A
propósito dos episódios de violência, que não são inéditos, no Bairro da Bela
Vista em Setúbal, desta vez com uma tragédia acrescida, algumas notas. Há uns tempos escrevi, "Os tempos
estão difíceis e crispados para os adultos, seguramente para boa parte dos
adultos, e para os miúdos a estrada também não está fácil de percorrer. Alguns
vivem, sobrevivem, em ambientes familiares disfuncionais que comprometem o
aconchego do porto de abrigo, afinal o que se espera de uma família. Alguns
percebem, sentem, que o mundo deles não parece deste reino, o mundo deles é um
bairro insustentável que, conforme as circunstâncias, é o inferno onde vivem ou
o paraíso onde se acolhem e se sentem protegidos. Alguns sentem que o amanhã
está longe de mais e um projecto para a vida é apenas mantê-la. Alguns
convencem-se que a escola não está feita para que nela caibam, uns por uma
razão, outros por outra razão. Alguns sentem que podem fazer o que quiserem
porque não têm nada a perder e muito menos acreditam no que têm a ganhar.
Alguns destes miúdos
vão carregar para a escola a dor de alma que sentem mas não entendem, por
vezes.
Não, não tenho
nenhuma visão idealizada dos miúdos, nem acho que tudo lhes deve ser permitido
ou desculpado e também sei que alguns fazem coisas inaceitáveis e, portanto,
não toleráveis. Só estou a dizer que muitas vezes a alma dói tanto que a cabeça
e o corpo se perdem e fogem para a frente atrás do nada que se esconde na
adrenalina dos limites.
Espreitem a alma dos
miúdos, sem medo, com vontade de perceber porque lhes dói e surpreender-se-ão
com a fragilidade e vulnerabilidade de alguns que se mascaram de heróis para
uns ou bandidos para outros, procurando todos os dias enganar a dor da alma.
Eles não sabem, eu
também não, o que é a alma. Um gaiato dizia-me uma vez, “dói-me aqui
dentro, não sei onde”.
A resposta das comunidades a esta situação tem
necessariamente de ser repensada. Segundo dados da Direcção Geral de
Reinserção, cerca de 40% dos adolescentes internados voltam aos Centros
Educativos ou às prisões após os 16 anos. Esta altíssima taxa de reincidência mostra
a falência do Projecto Educativo, obrigatoriamente definido para todos os
adolescentes internados que assentaria em dois eixos fundamentais, formação
pessoal e formação escolar e profissional. É neste âmbito que o trabalho tem
que ser optimizado. É imprescindível que os meios humanos e os recursos
materiais sejam suficientes para que se minimize até ao possível os riscos de
reincidência.
A Presidente da Câmara Municipal de Setúbal
reclama mais e melhor policiamento. Como é evidente, é fundamental garantir a
segurança das comunidades mas não é suficiente. A intervenção punitiva e
repressiva, necessária insisto, aparece em fim de linha, não pode constituir a
principal forma pois não intervém nas causas, apenas nas consequências.
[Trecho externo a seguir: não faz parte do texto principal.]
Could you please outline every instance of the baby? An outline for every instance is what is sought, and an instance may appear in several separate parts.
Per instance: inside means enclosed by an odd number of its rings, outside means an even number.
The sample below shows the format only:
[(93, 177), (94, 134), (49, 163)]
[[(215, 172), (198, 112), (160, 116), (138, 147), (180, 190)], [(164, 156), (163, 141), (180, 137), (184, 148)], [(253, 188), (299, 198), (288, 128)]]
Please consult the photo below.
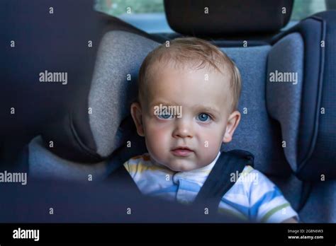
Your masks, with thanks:
[[(167, 45), (144, 60), (138, 100), (130, 107), (148, 153), (124, 166), (142, 193), (188, 204), (220, 156), (221, 144), (232, 140), (238, 126), (241, 79), (233, 62), (205, 40), (177, 38)], [(239, 177), (220, 200), (219, 212), (250, 221), (297, 221), (263, 174), (247, 165)]]

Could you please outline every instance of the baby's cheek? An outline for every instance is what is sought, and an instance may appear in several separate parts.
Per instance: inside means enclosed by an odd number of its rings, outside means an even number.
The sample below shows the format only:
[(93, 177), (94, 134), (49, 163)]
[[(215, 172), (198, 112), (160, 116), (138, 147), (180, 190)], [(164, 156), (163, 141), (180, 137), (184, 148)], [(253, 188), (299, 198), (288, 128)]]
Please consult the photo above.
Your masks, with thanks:
[[(168, 148), (169, 129), (164, 127), (158, 127), (157, 125), (149, 124), (146, 127), (145, 138), (147, 148), (157, 154)], [(159, 152), (159, 153), (157, 153)]]
[(222, 144), (220, 131), (203, 131), (201, 134), (201, 151), (205, 163), (211, 163), (218, 153)]

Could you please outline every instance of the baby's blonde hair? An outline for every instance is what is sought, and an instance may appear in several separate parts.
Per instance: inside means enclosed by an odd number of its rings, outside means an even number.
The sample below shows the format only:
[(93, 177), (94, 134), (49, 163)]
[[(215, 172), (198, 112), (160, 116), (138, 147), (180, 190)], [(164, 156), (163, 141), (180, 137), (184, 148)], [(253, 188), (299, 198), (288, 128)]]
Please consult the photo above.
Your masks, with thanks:
[(150, 52), (143, 61), (139, 71), (139, 100), (144, 95), (144, 87), (152, 74), (152, 69), (160, 62), (173, 63), (181, 68), (185, 65), (196, 69), (208, 68), (225, 75), (230, 75), (230, 88), (232, 92), (232, 112), (237, 108), (242, 82), (240, 73), (235, 63), (218, 47), (197, 37), (179, 37), (158, 46)]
Por mais policiada que seja uma sociedade é
extraordinariamente difícil prevenir processos e episódios desta natureza. A
questão passa, sobretudo, por abordagens de natureza mais preventiva na
tentativa de construção de Projectos de vida viáveis envolvendo diferentes
recursos das comunidades, passa pela capacidade das estruturas educativas com
os meios e as metodologias adequadas minimizarem o insucesso e abandono escolares
quase sempre associados a situações como a do Bairro da Bela Vista.
É importante ainda uma permanente atenção às
pessoas, ao seu bem-estar, tentando detectar, tanto quanto possível, sinais que
indiciem o risco de enveredar por um caminho que se percebe como começa, mas
nunca se sabe como acaba.
A falta de eficácia e de recursos nos processos
de intervenção em situações mais precoces tem como consequência a emergência de
casos mais graves que poderão aumentar potenciados pelas dificuldades.
Com custos
insustentáveis para os próprios e para as comunidades.